A sample of best practices regarding data standards includes the following:
Develop a data model for you data warehouse, operational data store and data marts. You do not need to develop an enterprise data model at first. In fact, I would suggest that you avoid it unless you have solid management backing, your business does not need any business return on investment and you have a very long time to deliver results. The key reasons for a set of data models are that this establishes a way to communicate and obtain feedback on what you are building, serves as a point of documentation and helps with version control.
Develop a data model for your data staging areas and document the processes. A lot of important data integrity, data quality and data transformation work happens within your data staging areas. If you do not model and document the data processing that occurs, how do you achieve the data transparency and consistency that your business needs? Documenting the process should be an easy task if you are using an extract, transform and load (ETL) tool. Creating the data model may not be as straightforward because the data structures are usually created by the ETL developers as they create their code. People may think it will slow their development efforts if they document the processes and data models; however, taking shortcuts is not acceptable in this case.
Define and track data quality metrics and issues. You need to determine how you will measure data quality, working with the business users and understanding how they define data quality. The data quality measures need to be instantiated and enforced in your ETL processing. In addition, create reports or dashboards to track your performance to those measures. You also need to examine the quality of the source systems. Data profiling tools are an effective way to both model and determine the state of the data quality with the systems of record (SOR).
Data cleansing. If applicable to your enterprise, you need to develop the data standardization rules and processes across different source systems. They key is consistency not developing the “perfect” definition. You may be able to use ETL tools to implement your standardization processes, but you might also need to need to investigate additional tools.

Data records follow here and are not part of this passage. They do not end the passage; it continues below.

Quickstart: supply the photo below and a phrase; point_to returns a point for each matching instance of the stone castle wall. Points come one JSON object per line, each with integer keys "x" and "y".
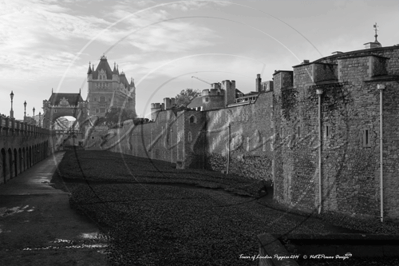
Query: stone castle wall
{"x": 277, "y": 137}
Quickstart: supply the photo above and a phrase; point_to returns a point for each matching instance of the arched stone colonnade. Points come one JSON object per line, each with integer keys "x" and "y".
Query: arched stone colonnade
{"x": 15, "y": 161}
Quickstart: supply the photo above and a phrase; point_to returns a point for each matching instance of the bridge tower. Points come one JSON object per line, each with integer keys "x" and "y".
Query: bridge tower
{"x": 109, "y": 88}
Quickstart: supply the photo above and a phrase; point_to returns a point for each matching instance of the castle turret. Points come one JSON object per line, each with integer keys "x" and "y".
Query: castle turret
{"x": 230, "y": 91}
{"x": 258, "y": 82}
{"x": 155, "y": 109}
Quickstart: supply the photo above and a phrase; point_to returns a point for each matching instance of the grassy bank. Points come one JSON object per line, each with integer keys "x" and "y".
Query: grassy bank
{"x": 157, "y": 215}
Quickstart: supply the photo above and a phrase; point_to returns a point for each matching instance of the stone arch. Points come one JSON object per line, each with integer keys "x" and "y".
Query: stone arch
{"x": 10, "y": 162}
{"x": 3, "y": 165}
{"x": 15, "y": 162}
{"x": 193, "y": 119}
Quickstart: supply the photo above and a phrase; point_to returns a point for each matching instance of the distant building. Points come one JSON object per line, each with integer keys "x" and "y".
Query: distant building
{"x": 108, "y": 88}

This is one area where you may need to examine the tools for their capabilities to determine how much data cleansing you can actually implement or afford. Although it is possible to achieve standardization processes for name and address matching as well as householding processes used in the financial industry to associate family members and small businesses, you need to decide if it brings a sufficient return on investment. This is one area where expectations need to be matched with reality.

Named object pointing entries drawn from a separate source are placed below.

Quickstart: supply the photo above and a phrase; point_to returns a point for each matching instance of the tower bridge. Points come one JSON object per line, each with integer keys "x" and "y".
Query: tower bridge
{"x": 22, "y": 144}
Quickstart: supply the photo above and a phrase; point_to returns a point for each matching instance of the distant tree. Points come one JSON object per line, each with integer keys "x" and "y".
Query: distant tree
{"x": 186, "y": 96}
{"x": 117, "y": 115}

Data naming and definitions. Your project should have standard enterprise-wide names and abbreviations including industry-specific and company-specific algorithms. These standards can save you time in creating systems, improve communications and reduce maintenance time. In the real world, it’s not unusual to find that other IT systems either did not use a naming convention or each project team created their own. This means that the chances of having all IT systems following one naming convention are limited. If a set of standards exists, use the standards and do not worry about making them perfect. If the standards do not exist, create them quickly and enforce them. Consistency, not perfection, is important in achieving long lasting data quality.
All the latest and greatest tools in the world will not mask poor data quality. The old GIGO (garbage in, garbage out) expression aptly describes what happens to data warehouse and business intelligence projects that do not establish comprehensive data standards. These standards are like meeting building codes, you might be able to get away with violating the rules because no one immediately sees you doing so; however, your actions will come back to bite you in the long run.